Although no further monetary policy measures are likely to be initiated at the forthcoming meeting of the FOMC, the current orientation gives sufficient cause for discussion.
The question of what else the Fed can do to ease monetary policy is also a matter of disagreement within the FOMC. Negative key interest rates or a so-called „yield curve control“ were recently rejected by a majority. Some currency watchdogs want to sharpen the forward guidance and give market participants more clarity about the future direction of monetary policy. In our opinion, the Fed should now emphasize in its press statement that key rates will only be raised once the average inflation target of 2% has been reached „sustainably“. This would enable the Fed to concretize its forward guidance and anchor a low level of key rates in the longer term. However, the guardians of the currency will not give any precise details as to how long inflation will actually remain higher.

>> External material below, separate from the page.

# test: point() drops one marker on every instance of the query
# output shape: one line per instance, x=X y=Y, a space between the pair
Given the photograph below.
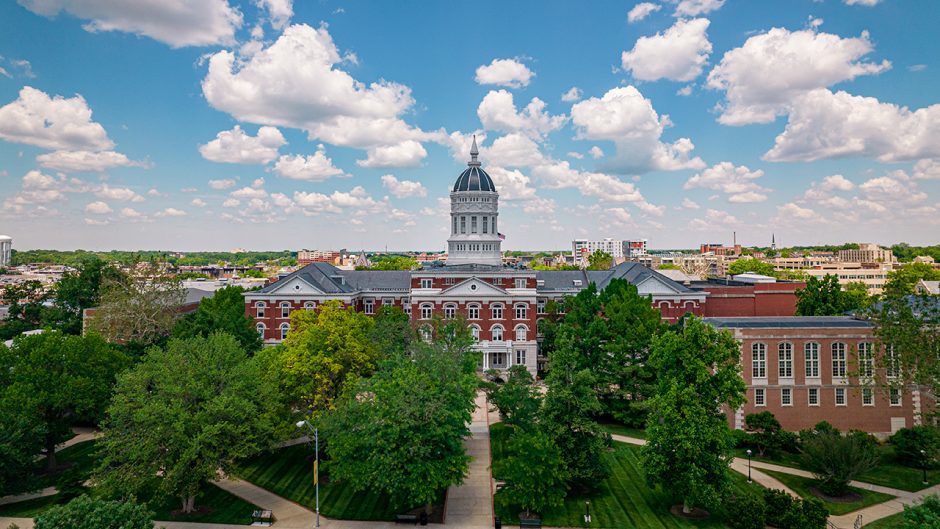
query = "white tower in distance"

Updated projections will be published in the wake of the FOMC meeting on a regular basis, with expectations for 2023 being newly included in the forecasts. In June, the monetary watchdogs stated on the record that neither the personal consumption expenditure deflator (PCE) nor the core personal consumption expenditure rate (core PCE) will be a two before the decimal point by the end of 2022. On a median basis, the guardians of the currency expected an inflation rate of around 1.7% for 2022. Even if the Fed economists are now issuing a forecast for 2023, the expected rise in inflation is unlikely to exceed the 2% mark by much. However, since even the price increase, which has been too low on average in the past, is to be compensated for and inflation rates above 2% are thus targeted, key rate hikes up to 2023 or even longer are unlikely to be on the agenda. We assume that the majority of Fed economists are also assuming that zero interest rates will be maintained in 2023. The Fed will thus remain ultra-expansive for the time being.
At the press conference, Fed Chairman Powell is likely to comment in detail once again on the recently published strategy change. He is also likely to reiterate that Congress must initiate further fiscal policy measures to support the economy. Overall, Powell is also likely to stress that the economic outlook is very uncertain due to the health crisis.